Senin 25 Mar 2019 12:30 WIB

Badai Merah Jupiter Menyusut Setelah 300 Tahun

Warna badai juga bervariasi dari waktu ke waktu.

Rep: Puti Almas/ Red: Dwi Murdaningsih
Foto Planet Jupiter terbaru yang diambil NASA
Foto: NASA
Foto Planet Jupiter terbaru yang diambil NASA

REPUBLIKA.CO.ID, JAKARTA -- The Great Red Spot menjadi salah satu hal yang paling dikenal di atmosfer Jupiter dan sistem tata surya secara keseluruhan. Ini adalah sebuah badai yang jauh lebih besar dari bumi dan cukup kuat untuk ‘menelan’ badai kecil lainnya untuk masuk.

Analisis data historis dan yang baru-baru ini diperoleh menunjukkan bahwa badai tersebut menyusut dan menjadi lebih bulat, serta lebih tinggi. Selain itu, warnanya juga bervariasi dari waktu ke waktu.

Faktor yang membuat perubahan ini belum diketahui secara pasti oleh para peneliti. Namun,  saat ini pesawat ruang angkasa milik NASA, Juno tengah mengorbit di Jupiter dan mencoba mengumpulkan lebih banyak data tentang pita awan dan The Great Red spot. Data-data tersebut diyakini dapat memberi pemahaman lebih luas tentang banyak fitur di atmosfer Jupiter

The Great Red Spot yang bergerak berlawanan arah tersebut memiliki kecepatan hingga 500 kilometer per jam. Salah satu hal yang paling menonjol dari The Great Red Spot telah diamati sejak 1830, atau bahkan pada era 1660-an.

Fitur yang menonjol dari The Great Red Spot telah lama menjadi data tarik studi ilmiah. Meski demikian, banyak hal mengenai badai ini yang masih belum diketahui.

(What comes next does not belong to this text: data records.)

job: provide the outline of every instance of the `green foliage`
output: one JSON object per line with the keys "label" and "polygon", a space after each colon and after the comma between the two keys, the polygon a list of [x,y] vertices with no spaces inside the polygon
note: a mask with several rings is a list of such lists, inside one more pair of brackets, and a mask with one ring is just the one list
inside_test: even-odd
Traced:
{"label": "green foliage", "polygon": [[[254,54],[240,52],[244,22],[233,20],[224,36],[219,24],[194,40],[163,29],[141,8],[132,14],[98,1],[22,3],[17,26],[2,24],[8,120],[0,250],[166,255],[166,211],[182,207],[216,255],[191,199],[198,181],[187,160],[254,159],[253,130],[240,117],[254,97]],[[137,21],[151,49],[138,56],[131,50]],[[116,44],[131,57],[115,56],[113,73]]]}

Termasuk kapan dan bagaimana ini dapat terbentuk, apa yang membuatnya bisa berwana merah, hingga mengapa bisa bertahan lebih lama dibanding badai lain yang ada di atmosfer Jupiter.

Para astronom berpikir bahwa posisi badai di garis lintang, yang secara konsisten teramati berada 22 derajat di selatan khatulistiwa Jupiter terhubung dengan pita awan di atmosfer Jupiter. Astronom yang mengamati badai besar seperti The Great Red Spot ini mengatakan mempelajari atmosfer dari semua jenisnya, memperdalam pemahaman bagaimana mereka terbentuk dan berjalan.

Tidak seperti Jupiter, Bumi memiliki massa daratan yang menyebabkan badai besar kehilangan energi karena gesekan dengan permukaan yang padat. Tanpa hal ini ini, badai Jupiter dapat bertahan lebih tahan lama.

Meski demikian, The Great Red Spot memilki umur yang panjang, bahkan menurut standar Jupiter. Para peneliti belum sepenuhnya memahami mengapa demikian. Namun, mereka mengetahui bahwa badai Jupiter yang terletak di pita awan dengan arah rotasi yang sama cenderung lebih tahan lama.

Pita bergantian warna-warni ini, disebut sabuk (pita gelap) dan zona (pita cahaya). Keduanya berjalan sejajar dengan garis khatulistiwa Jupiter.

Para peneliti tidak yakin apa yang menyebabkan adanya warna pita dan zona. Tetapi, perbedaan dalam komposisi kimia, suhu, dan transparansi atmosfer terhadap cahaya semuanya telah dianggap menjadi faktor yang mempengaruhi.

Seperti halnya The Great red Spot, pita-pita tersebut telah mengalami sedikit perubahan dalam garis lintang selama waktu di mana mereka telah diamati. Para peneliti tidak sepenuhnya memahami struktur pita, tetapi mereka memiliki bukti yang menunjukkan bahwa zona berwarna terang adalah dengan tingkat material yang meningkat, sementara sabuk gelap adalah wilayah yang tenggelam ke atmosfer.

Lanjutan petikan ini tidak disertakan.